What makes a good book?
Table of Contents
Title - description
- Problem Statement & Outcome - identifying the project goals and establishing success parameters
- Library & Data Imports - preparing the tools used for the analysis
- Preliminary Data Cleaning - performing minimal data cleaning to prepare for model building
- Baseline Model Building - using the dataset prepared in the previous step, we build a quick ML model, seeking to achieve our goal
- Comprehensive Preprocessing & EDA - cleaning of each column thoroughly, adding new features, identifying feature patterns, and understanding our data more deeply
- Finalize Dataset for Model Building - merging all dataframes into one large dataframe used to train our final model; two dataframes created: one comprising unique books and another whose granularity is book reviews
- Model Training & Evaluation - evaluating model performance with a cleaned dataset to find the model that best achieves our goal
- Model Deployment - testing our best model against a test set sample
- Which Features Make a Book Popular? - answering the fundamental question of this project
Problem Statement & Outcome
Goal
We work for an online bookstore as a data scientist. Our company would like to predict whether a book in its inventory will be popular or unpopular. Our model needs to achieve at least 70% prediction accuracy on a cross-validated test set.
We define accuracy as the following:
Tools
We have been provided a single dataset comprising nine columns, including the target feature ("popularity").
Column | Description |
---|---|
'title' | Book title |
'price' | Book price |
'review/helpfulness' | The number of helpful reviews over the total number of reviews |
'review/summary' | The summary of the review |
'review/text' | The review's full text |
'description' | The book's description |
'authors' | Author |
'categories' | Book categories |
'popularity' | Whether the book was popular or unpopular |
Outcome
A good prediction model will help the online bookstore better manage its inventory and tailor its marketing strategies to satisfy its clients' interest. As a data scientist in the firm, delivering a quality good model is also in our interests, as building such models is presumably part of our job description; delivering a good model may lead to better job security or an internal firm promotion. Regardless, we work at this firm. We signed a contract with this firm to deliver best-in-class machine learning. So let's achieve that at minimum.
Success Parameters
I define these to be:
- Deliver a model that achieves greater than 70% accuracy on the test set during model validation. Ideally, this test set accuracy is as high as possible. I will use the XGBoost Classifier as my baseline machine learning algorithm.
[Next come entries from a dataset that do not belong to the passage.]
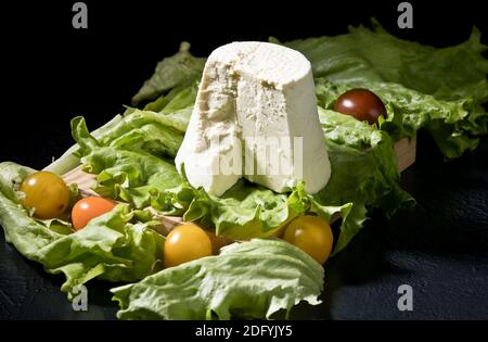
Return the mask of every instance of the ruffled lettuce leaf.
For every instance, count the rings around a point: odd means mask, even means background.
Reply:
[[[128,202],[138,210],[151,206],[165,215],[182,216],[187,221],[200,220],[229,239],[272,236],[291,219],[309,212],[328,221],[334,214],[342,217],[339,229],[345,236],[359,230],[365,219],[363,202],[330,206],[330,202],[321,203],[307,194],[303,183],[292,193],[279,194],[241,179],[222,197],[209,195],[204,189],[192,187],[184,175],[180,176],[171,161],[140,145],[136,148],[137,144],[104,144],[89,134],[82,117],[74,118],[72,126],[80,151],[86,153],[81,157],[85,170],[98,175],[94,190],[101,195]],[[337,244],[336,249],[344,245]]]
[[[175,87],[200,79],[206,59],[195,58],[189,51],[190,45],[183,41],[178,53],[157,63],[154,74],[132,98],[132,104],[155,100]]]
[[[335,37],[285,42],[311,62],[314,77],[334,84],[395,83],[439,100],[487,100],[487,47],[473,28],[468,40],[448,48],[434,48],[388,34],[375,20],[372,29],[349,27]],[[275,39],[272,39],[277,41]]]
[[[111,291],[119,319],[271,318],[301,301],[319,304],[323,276],[292,244],[255,239]]]
[[[37,220],[18,203],[15,182],[34,170],[14,163],[0,164],[0,225],[7,241],[51,274],[64,274],[62,290],[92,278],[137,281],[158,269],[164,238],[151,223],[132,223],[127,204],[92,219],[76,232],[52,229],[61,220]]]
[[[488,114],[473,98],[438,100],[433,96],[404,88],[398,84],[369,81],[335,85],[325,78],[316,79],[318,102],[332,109],[335,100],[351,88],[367,88],[377,94],[387,111],[380,128],[394,140],[413,138],[425,128],[433,136],[446,159],[473,151],[479,135],[487,132]]]

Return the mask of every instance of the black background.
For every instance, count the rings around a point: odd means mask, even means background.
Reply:
[[[95,128],[129,104],[157,61],[181,40],[207,55],[233,40],[337,35],[376,17],[394,35],[445,47],[473,25],[487,43],[481,1],[410,1],[413,29],[397,27],[401,1],[86,1],[88,29],[72,27],[75,1],[2,5],[0,161],[44,167],[72,143],[69,119]],[[421,75],[420,75],[421,77]],[[331,261],[324,304],[296,318],[488,318],[488,142],[445,163],[426,135],[402,185],[415,210],[381,213]],[[0,238],[0,318],[114,318],[110,286],[94,282],[90,312],[74,313],[62,279],[25,261]],[[399,312],[397,288],[413,287],[414,311]]]

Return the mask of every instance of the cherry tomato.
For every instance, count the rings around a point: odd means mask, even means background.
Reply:
[[[368,89],[351,89],[343,93],[334,103],[334,111],[352,115],[359,121],[371,125],[377,122],[380,115],[386,117],[386,109],[382,100]]]
[[[165,241],[164,264],[177,266],[204,256],[211,255],[211,241],[208,235],[195,225],[181,225],[172,229]]]
[[[25,193],[22,204],[26,208],[35,208],[34,215],[39,218],[59,217],[68,207],[69,189],[53,173],[37,172],[29,175],[21,185]]]
[[[332,251],[334,237],[329,224],[318,216],[305,215],[292,220],[284,239],[323,264]]]
[[[115,207],[115,203],[102,198],[85,198],[76,202],[72,210],[73,227],[76,230],[85,228],[95,217],[108,213]]]

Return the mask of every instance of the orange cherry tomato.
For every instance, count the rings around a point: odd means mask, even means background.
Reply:
[[[76,230],[85,228],[95,217],[108,213],[115,207],[115,203],[102,198],[85,198],[76,202],[72,210],[73,227]]]

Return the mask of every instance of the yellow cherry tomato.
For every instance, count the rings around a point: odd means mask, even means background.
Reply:
[[[181,225],[172,229],[165,241],[164,264],[177,266],[204,256],[211,255],[211,241],[208,235],[195,225]]]
[[[332,251],[334,237],[329,224],[312,215],[299,216],[286,227],[284,239],[324,264]]]
[[[115,203],[102,198],[85,198],[76,202],[72,210],[73,227],[76,230],[85,228],[88,223],[115,207]]]
[[[35,208],[38,218],[59,217],[69,205],[69,189],[57,175],[50,172],[37,172],[29,175],[21,185],[25,198],[22,204]]]

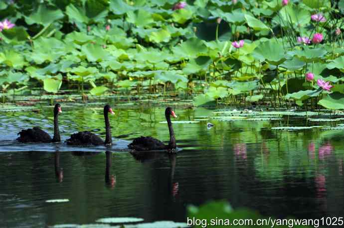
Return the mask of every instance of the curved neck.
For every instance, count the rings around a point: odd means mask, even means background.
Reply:
[[[105,152],[106,154],[106,167],[105,168],[105,182],[107,184],[110,183],[110,169],[111,167],[111,152],[107,151]]]
[[[106,136],[105,137],[105,142],[104,144],[111,144],[112,143],[112,139],[111,138],[111,128],[110,126],[110,122],[109,122],[109,116],[107,111],[104,111],[104,118],[105,120],[105,131],[106,132]]]
[[[54,113],[54,137],[52,138],[52,142],[61,142],[60,131],[58,129],[58,112],[57,112]]]
[[[174,132],[172,127],[172,122],[171,122],[171,115],[169,114],[165,113],[167,125],[169,126],[169,131],[170,132],[170,144],[169,146],[172,148],[175,148],[175,137],[174,137]]]

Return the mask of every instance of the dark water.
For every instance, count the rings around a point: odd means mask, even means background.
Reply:
[[[63,110],[64,139],[79,130],[104,136],[101,108]],[[212,112],[175,109],[178,120],[203,118]],[[222,199],[234,208],[248,207],[278,218],[344,214],[343,130],[270,129],[287,123],[305,124],[299,117],[211,120],[214,126],[210,129],[209,121],[202,121],[173,125],[181,150],[176,155],[133,156],[125,148],[136,137],[168,140],[166,124],[159,123],[164,120],[164,109],[115,112],[110,120],[112,135],[121,139],[107,152],[103,147],[17,144],[12,140],[22,128],[38,124],[52,132],[51,110],[1,113],[0,227],[90,224],[108,217],[184,222],[188,205]],[[45,202],[54,199],[69,202]]]

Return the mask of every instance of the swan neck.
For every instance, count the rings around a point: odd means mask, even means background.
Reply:
[[[105,137],[105,144],[111,144],[112,143],[112,139],[111,137],[111,128],[110,126],[110,122],[109,121],[109,115],[108,112],[104,111],[104,118],[105,120],[105,131],[106,135]]]
[[[174,136],[174,132],[172,127],[172,122],[171,122],[171,115],[169,114],[165,114],[166,120],[167,120],[167,125],[169,126],[169,131],[170,132],[170,145],[172,148],[175,148],[175,137]]]
[[[58,128],[58,113],[57,112],[54,113],[54,137],[52,139],[52,142],[61,142],[60,130]]]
- Answer the question at the heart of the problem: "what makes a good book?" In this case, what makes a book 'popular,' a word I use to be synonymous with good. I would like to know what book's features most account for a book's categorization as 'popular.'
Library & Data Imports
# Import essential
import pandas as pd
import numpy as np
import matplotlib.pyplot as plt
import seaborn as sns
# nltk and nlp
import string
import re
# sklearn
from sklearn.feature_extraction.text import TfidfVectorizer, CountVectorizer
from sklearn.preprocessing import StandardScaler, OneHotEncoder, LabelEncoder, RobustScaler, FunctionTransformer
from sklearn.decomposition import LatentDirichletAllocation, PCA
from sklearn.model_selection import train_test_split, cross_validate, GridSearchCV
from sklearn.pipeline import make_pipeline, Pipeline, FeatureUnion
from sklearn.compose import make_column_transformer, make_column_selector, ColumnTransformer
from sklearn.metrics import confusion_matrix, classification_report, accuracy_score, precision_recall_curve, roc_curve
from xgboost import XGBClassifier
from sklearn.ensemble import RandomForestClassifier
#from wordcloud import WordCloud
from collections import Counter
from textblob import TextBlob
# Custom libraries
import maps as m
import textcleaner as tc
import authorcleaner as ac
import helpers as helper
# Custom transformer library
import customtransformers as ct
import warnings
warnings.filterwarnings("ignore")
sns.set_style("whitegrid")
# magic functions
%load_ext autoreload
%autoreload 2
A simple inspection of the dataset reveals that the column content appears to be formatted correctly with the exception of one column: review/helpfulness. That column should be parsed into two distinct numeric columns. Other columns, such as authors or the text columns - review/summary, review/text, and description, need to be parsed and cleaned at a later stage.
Preliminary Data Cleaning
Drop Duplicates
Of the 15,719 rows in the original dataframe, there are 3,294 duplicate rows. This is a problem, as duplicate rows can lead to overfitting, where the model learns the specifics of the duplicate examples too well and performs poorly on new, unseen data. The concern is that the model might give undue importance to these duplicates, especially if they are significant in quantity compared to unique examples.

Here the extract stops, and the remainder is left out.